Detective Inspector Jimmy Belmar from Merseyside Police said “I am delighted to see more funding being used to protect and support our young people from the harsh realities of county lines activity.
“It is well known that criminals often use children and vulnerable members of society to transport and supply dugs across the country.
“Being involved in this type of crime is extremely dangerous. When someone starts moving drugs and/or dangerous weapons from place to place, you put yourselves at significant risk – whether that is getting stopped by police and ending up with a criminal record or coming into contact with another dangerous individual which realistically could end up with you being seriously injured, if not worse.
“It is paramount that people living in Merseyside or in neighbouring counties tell the police if they know who is committing these crimes and exploiting young people. Criminals take advantage of young people, enticing them into a life of crime and damaging their future prospects.

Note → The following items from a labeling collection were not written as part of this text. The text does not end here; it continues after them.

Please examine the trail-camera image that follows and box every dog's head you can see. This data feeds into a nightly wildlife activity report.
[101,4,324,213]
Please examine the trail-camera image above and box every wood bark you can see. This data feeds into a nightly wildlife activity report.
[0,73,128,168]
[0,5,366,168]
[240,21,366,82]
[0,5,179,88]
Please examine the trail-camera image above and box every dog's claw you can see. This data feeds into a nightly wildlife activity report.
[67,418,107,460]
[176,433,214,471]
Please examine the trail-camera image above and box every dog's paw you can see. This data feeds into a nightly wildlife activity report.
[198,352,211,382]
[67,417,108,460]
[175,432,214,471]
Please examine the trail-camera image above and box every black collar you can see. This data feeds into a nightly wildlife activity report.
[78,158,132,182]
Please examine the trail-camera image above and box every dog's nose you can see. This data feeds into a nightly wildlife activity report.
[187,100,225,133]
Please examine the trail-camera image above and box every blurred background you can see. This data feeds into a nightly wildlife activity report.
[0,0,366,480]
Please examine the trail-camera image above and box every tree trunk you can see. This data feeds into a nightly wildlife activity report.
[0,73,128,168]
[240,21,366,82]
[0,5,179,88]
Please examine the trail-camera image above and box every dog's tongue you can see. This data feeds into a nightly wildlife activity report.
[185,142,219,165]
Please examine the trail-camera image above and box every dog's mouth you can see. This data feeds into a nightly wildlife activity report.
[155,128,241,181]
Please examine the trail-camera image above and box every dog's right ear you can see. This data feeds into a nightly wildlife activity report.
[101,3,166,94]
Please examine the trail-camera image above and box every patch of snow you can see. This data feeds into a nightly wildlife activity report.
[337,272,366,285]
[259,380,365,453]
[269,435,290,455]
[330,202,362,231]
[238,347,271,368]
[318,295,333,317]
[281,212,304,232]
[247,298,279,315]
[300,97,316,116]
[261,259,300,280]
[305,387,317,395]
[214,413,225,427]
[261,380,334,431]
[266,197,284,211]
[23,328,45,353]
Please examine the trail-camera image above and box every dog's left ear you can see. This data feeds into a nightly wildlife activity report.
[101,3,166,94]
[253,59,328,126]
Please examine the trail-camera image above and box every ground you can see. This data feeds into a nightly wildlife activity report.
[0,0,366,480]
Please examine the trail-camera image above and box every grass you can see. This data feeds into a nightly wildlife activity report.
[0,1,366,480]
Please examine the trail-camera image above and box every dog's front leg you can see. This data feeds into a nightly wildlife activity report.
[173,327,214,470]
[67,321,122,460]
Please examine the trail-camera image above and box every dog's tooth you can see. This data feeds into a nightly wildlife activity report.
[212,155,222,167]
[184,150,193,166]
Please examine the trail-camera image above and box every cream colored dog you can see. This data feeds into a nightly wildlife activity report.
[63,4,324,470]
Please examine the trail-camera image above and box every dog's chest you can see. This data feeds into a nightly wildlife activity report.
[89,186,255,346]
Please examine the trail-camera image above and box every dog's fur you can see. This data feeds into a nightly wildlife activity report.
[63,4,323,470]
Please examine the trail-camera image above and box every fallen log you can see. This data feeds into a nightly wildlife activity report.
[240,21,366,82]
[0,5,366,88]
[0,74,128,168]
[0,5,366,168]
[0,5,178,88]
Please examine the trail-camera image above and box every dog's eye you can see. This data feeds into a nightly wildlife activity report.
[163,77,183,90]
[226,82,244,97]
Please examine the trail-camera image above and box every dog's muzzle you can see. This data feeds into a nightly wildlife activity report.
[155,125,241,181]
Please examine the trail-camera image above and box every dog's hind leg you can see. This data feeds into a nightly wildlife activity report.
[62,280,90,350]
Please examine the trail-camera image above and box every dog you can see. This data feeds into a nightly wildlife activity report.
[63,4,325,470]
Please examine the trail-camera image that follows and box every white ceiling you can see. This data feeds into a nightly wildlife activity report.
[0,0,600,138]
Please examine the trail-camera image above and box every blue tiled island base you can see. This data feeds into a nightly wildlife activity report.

“We continually seek to bring offenders to justice through proactive policing, acting on community intelligence and working with our partners including St Giles who have a proven track record supporting vulnerable young people. This further funding will go hand in hand with methods already in place and I hope this only amplifies the safety of all those living, working and visiting Merseyside.
“Ultimately everyone should be warned that if you get involved in crime, you risk facing consequences. But, when we identify vulnerable young people during our enquiries, we ensure they are treated with sensitivity and understanding. Our primary will always be to target those who seek to coerce them for their own selfish gain. Together, we can ensure Merseyside remains a safe place for all those growing up here.”
The lockdown has restricted county line activity and many young people supported by St Giles have taken it as an opportunity to exit county lines and re-engage with education and training. As restrictions further ease, caseworkers are concentrated on continuing this progress as a renewal of gang activity means negative influences start to increase. A flexible fund will be integrated into the project to help families with unforeseen effects of the pandemic. It will minimise the chance that these effects become barriers to young people’s positive progress.
The project will operate in the following locations working closely with existing local providers. Integral to each will be specialised support for girls and families who are affected:
The National Crime Agency’s definition of a county line is: a term used to describe gangs and organised criminal networks involved in exporting illegal drugs into one or more importing areas [within the UK], using dedicated mobile phone lines or other form of “deal line”. They are likely to exploit children and vulnerable adults to move [and store] the drugs and money and they will often use coercion, intimidation, violence (including sexual violence) and weapons.